Dartmouth Fellows also joined monthly calls with media insiders (including editors and producers from The New York Times, TED, CNN, NPR, The Melissa Harris-Perry Show and more), shared experiences and ideas daily via a Dartmouth Public Voices group email, and worked with top journalists (Katherine Lanpher, Catherine O’Neill Grace, E.J. Graff, Katie Orenstein and Chloe Angyal) who collaborated with the fellows during the convenings and also worked with them one-on-one throughout the year to think as expansively as possible about the value of their research in the public sphere, and to develop and refine their ideas into concrete outcomes, for public good.
Between them, Dartmouth Public Voices fellows had 44 major media successes (a success rate of 258%, exceeding the stated goals of the program), on an expansive range of issues from Syria to internet anonymity to animal rights. Fellows published in The New York Times, CNN, The Christian Science Monitor, National Public Radio, WGBH Boston Public Radio, Foreign Affairs, The Washington Post, ABC News, Quartz.com (associated with The Atlantic) and The Guardian, among others. In our final convening, fellows also reflected on and presented visual answers to the question, Why do you do what you do? (See photo slide show.)
A few publication highlights from the year: Sharlene Mollett’s piece for Alternet on US efforts to fight drug trafficking brought her three offers to get involved in other research projects.
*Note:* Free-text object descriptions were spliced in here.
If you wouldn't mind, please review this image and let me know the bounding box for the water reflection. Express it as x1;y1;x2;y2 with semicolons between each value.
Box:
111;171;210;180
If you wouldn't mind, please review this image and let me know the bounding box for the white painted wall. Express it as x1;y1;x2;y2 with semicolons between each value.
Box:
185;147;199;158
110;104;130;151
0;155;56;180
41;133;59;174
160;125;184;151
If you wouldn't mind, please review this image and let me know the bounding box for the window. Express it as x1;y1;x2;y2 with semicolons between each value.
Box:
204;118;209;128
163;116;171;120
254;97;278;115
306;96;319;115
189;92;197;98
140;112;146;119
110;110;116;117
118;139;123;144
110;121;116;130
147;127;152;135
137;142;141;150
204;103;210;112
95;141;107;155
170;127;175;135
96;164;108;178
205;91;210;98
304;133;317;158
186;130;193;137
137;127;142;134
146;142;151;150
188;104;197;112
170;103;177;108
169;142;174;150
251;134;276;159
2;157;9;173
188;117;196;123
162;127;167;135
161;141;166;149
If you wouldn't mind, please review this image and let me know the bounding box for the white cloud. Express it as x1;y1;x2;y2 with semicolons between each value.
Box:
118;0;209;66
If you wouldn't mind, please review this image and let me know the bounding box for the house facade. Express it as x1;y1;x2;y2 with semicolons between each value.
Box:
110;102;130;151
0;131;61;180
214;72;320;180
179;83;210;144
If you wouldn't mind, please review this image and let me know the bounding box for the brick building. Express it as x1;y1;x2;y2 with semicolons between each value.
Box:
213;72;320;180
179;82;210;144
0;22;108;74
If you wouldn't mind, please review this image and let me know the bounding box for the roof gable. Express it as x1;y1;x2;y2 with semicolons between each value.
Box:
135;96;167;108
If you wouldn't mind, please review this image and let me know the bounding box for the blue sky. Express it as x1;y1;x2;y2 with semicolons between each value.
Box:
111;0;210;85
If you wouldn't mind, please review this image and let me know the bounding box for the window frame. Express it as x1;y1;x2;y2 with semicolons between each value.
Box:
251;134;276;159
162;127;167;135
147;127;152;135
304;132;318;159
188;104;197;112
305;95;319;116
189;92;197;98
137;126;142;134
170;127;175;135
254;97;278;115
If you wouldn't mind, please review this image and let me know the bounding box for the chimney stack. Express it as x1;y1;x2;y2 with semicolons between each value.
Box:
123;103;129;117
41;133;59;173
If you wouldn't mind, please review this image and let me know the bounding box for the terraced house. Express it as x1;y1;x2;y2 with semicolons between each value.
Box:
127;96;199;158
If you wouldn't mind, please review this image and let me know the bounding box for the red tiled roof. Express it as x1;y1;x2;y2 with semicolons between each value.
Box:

Lisa Baldez’s piece in The Christian Science Monitor on the Senate refusal to ratify a UN disabilities treaty was widely shared by other media; her piece on the United Nations’ Convention to Eliminate All Forms of Discrimination Against Women (CEDAW) ran on CNN. Sonu Bedi’s piece on same sex marriage in the Supreme Court made it to the front of the Huffington Post’s Politics Page as well as Gay Rights page, and was also included in their breaking news coverage. Jennifer Lind had fifteen successes, including essays and op-eds on CNN, Foreign Policy and The Washington Post, as well as interviews on The Wall Street Journal Radio and Bloomberg news, and mentions on ABCnews.com. One piece by Jennifer on CNN.com (“Will China finally ‘bite’ North Korea?“) reached more than a half million page views—an OpEd Project record.
Philosopher Susan Brison wrote about sexual violence (including her own experience) and marriage equality for Al Jazeera and The Huffington Post. Emboldened by her Public Voices experience, Veronika Fuechtner protested a campus appearance by a German politician who admitted plagiarizing his dissertation. She was the highlight of political news coverage in Germany, and was subsequently invited to contribute to The New York Times “Room for Debate’’ series. Meanwhile Colleen Boggs opined on Internet Trolls and Women Writers in the Huffington Post, and also asked, in an op-ed in The Guardian: “We are quick to punish animals that attack humans, but what about the reverse – such as the Ringling Bros elephant shooting?”